Artikel 328 (Beëindiging voogdij instelling/rechtspersoon door rechtbank)

Laatste versie

De rechtbank kan de voogdij van een gecertificeerde instelling als bedoeld in artikel 1.1 van de Jeugdwet of van een rechtspersoon als bedoeld in artikel 302, tweede lid, beëindigen indien een minderjarige zodanig opgroeit dat hij in zijn ontwikkeling ernstig wordt bedreigd, en: a. zij haar taken op een niet verantwoorde wijze uitoefent als bedoeld in artikel 4.1.1, tweede lid, van de Jeugdwet, of b. zij nalaat overeenkomstig artikel 305 de raad voor de kinderbescherming op de hoogte te houden.

Uitleg in duidelijke taal

De rechtbank kan de voogdij van een gecertificeerde instelling als bedoeld in artikel 1.1 van de Jeugdwet of van een rechtspersoon als bedoeld in artikel 302, tweede lid, beëindigen indien een minderjarige zodanig opgroeit dat hij in zijn ontwikkeling ernstig wordt bedreigd, en:

Dit artikel bepaalt dat de rechtbank de voogdij kan beëindigen die wordt uitgeoefend door een gecertificeerde instelling (zoals gedefinieerd in artikel 1.1 van de Jeugdwet) of door een rechtspersoon (zoals bedoeld in artikel 302, tweede lid).
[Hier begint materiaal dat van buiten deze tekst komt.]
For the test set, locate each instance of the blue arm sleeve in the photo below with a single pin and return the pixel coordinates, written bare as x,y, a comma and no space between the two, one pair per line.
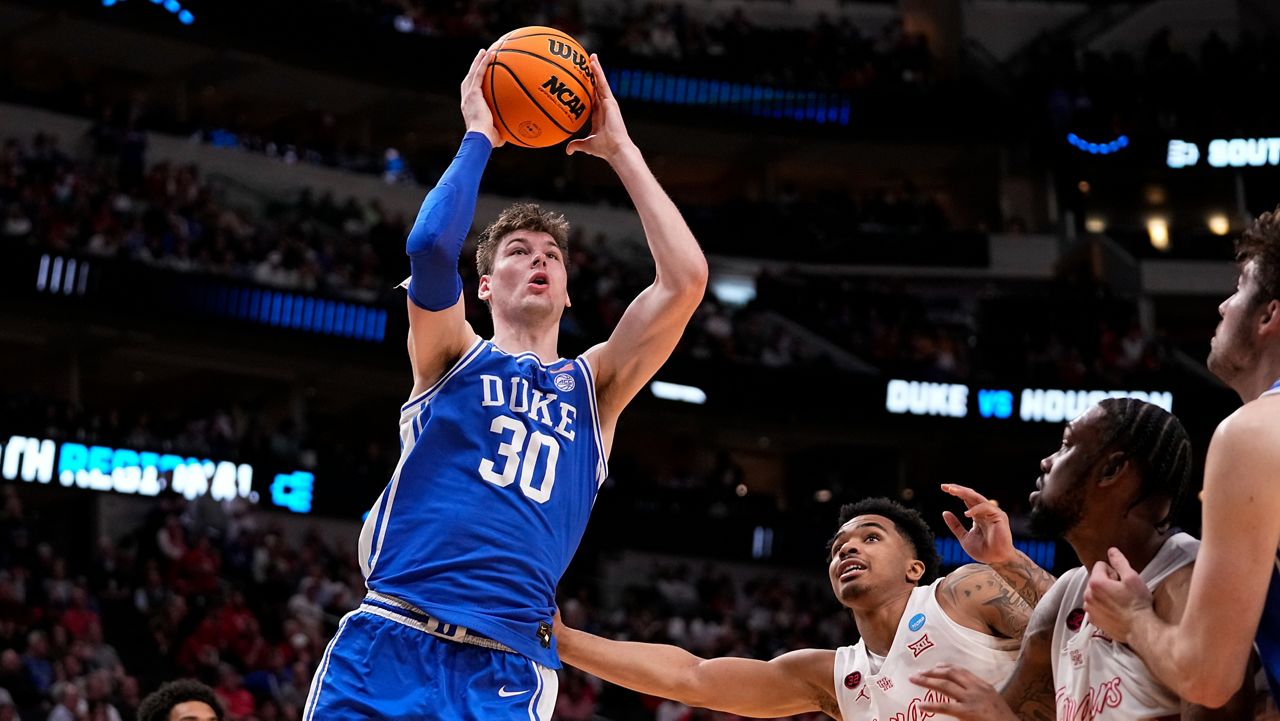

Deze beëindiging is mogelijk als een minderjarige opgroeit op een manier die zijn of haar ontwikkeling ernstig bedreigt, én aan een van de volgende voorwaarden is voldaan:

a. zij haar taken op een niet verantwoorde wijze uitoefent als bedoeld in artikel 4.1.1, tweede lid, van de Jeugdwet, of

De gecertificeerde instelling of rechtspersoon haar taken uitoefent op een wijze die niet verantwoord is, zoals omschreven in artikel 4.1.1, tweede lid, van de Jeugdwet, of

b. zij nalaat overeenkomstig artikel 305 de raad voor de kinderbescherming op de hoogte te houden.

De gecertificeerde instelling of rechtspersoon nalaat om, overeenkomstig artikel 305, de raad voor de kinderbescherming op de hoogte te houden.